(Just a little note about the ICE40UP: the 5K version has 5280 LUTs, 120Kbits of EBR and 1024Kbits of single-port RAM, with IOs working up to 250MHz. No need to get obsessed with this example of small FPGA I gave though. This was just a possible choice, not the only considered choice.)
People interested or curious about multi-channel audio can have a look at current standards, such as AES10. But AES10 could still be extended.
As a quick example, say you have a stream of 32 channles of 32-bit, 192kHz samples, that's about 25 MBytes/s. 64 channels, and you're close to the maximum bandwidth. Add some additional data within the stream, and it goes up. Etc.

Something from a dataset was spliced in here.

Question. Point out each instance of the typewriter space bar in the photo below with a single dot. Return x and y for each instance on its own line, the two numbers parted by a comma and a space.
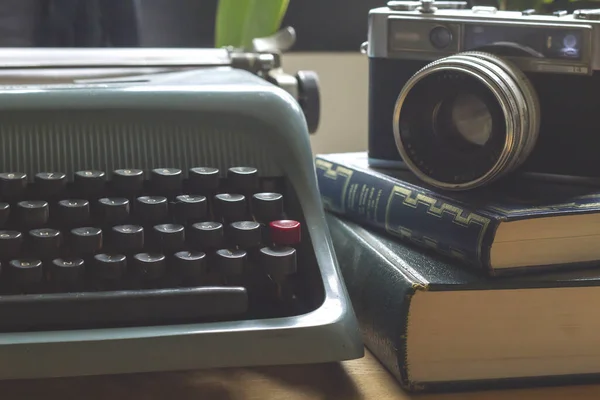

Another quick example, since I talked about data acquisition. Say you have 8-bit samples @50 MHz sample rate to transmit over a single pair. With some overhead and maybe a few additional packets, and you reach the maximum bandwidth. Can you do it with an iCE40UP? Absolutely. It would take something like 10% of the total LUTs at maximum, actually. So a lot of room to spare for additional features.
For audio applications, getting as many samples as per the first paragraph using an iCE40UP and directly from ADCs would be challenging or impossible, but it could be aggregating input streams with lower bandwidth and transmit it all aggregated on a single pair. Is it doable with an ICE40UP? Absolutely.
Lastly, nobody said you had to use the full bandwidth of the link at all times. The whole idea of portability is that you could reuse the same bus for various applications and various "nodes". A given node could be using a small FPGA and transmitting only a few MBytes of data per s, while some other nodes could be aggregating data and transmit it using more bandwidth, using beefier FPGAs if required, especially if there is additional processing to be done.